The problem can be fixed by adding a unicode flag to the regex pattern:

- return this.raw_value.replace(/[^\w\d]/g, (special_character: string) => {  // /g means to replace all occurrences instead of just the first one.
+ return this.raw_value.replace(/[^\w\d]/gu, (special_character: string) => {  // /g means to replace all occurrences instead of just the first one. /u means to handle four-byte unicode characters correctly as one character, not as two separate characters.

This bug was born in version 0.7.0 when implementing #11 . So, unescaped variable values (the {{! exclamation mark variable }} syntax ) are not affected by this bug.


I'll add the unicode flag to all regex patterns in the whole plugin. I'll compile a list of all the changed regex patterns here.

Commit ffcedc069091effd5114ba7a43d92b31d089354b fixes the original bug.

Commit b496091c0ade6fe4e5ca14145ba2f93ed9b3e9a9 adds the /u modifier to the following other regex patterns:

Taitava commented 2 years ago

Should be fixed now, will be released later in 0.11.1.

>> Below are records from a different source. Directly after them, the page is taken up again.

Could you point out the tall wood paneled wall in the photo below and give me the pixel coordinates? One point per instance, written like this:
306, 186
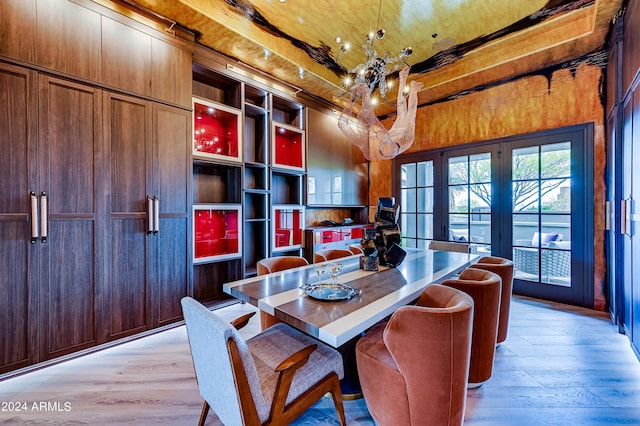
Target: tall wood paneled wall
528, 104
94, 134
624, 144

Taitava commented 2 years ago

Released.

Taitava commented 2 years ago

I added still one fixing commit (db85689a7638117a2796c4af4a71c23cec8a5c64) related to this bug. However, I did not notice that there would be any problem without this particular fix, so it's only a "just in case" fix. It will be released together with #178. I think I won't add this to CHANGELOG.md as it's so small thing.

Edit: Wrong commit id.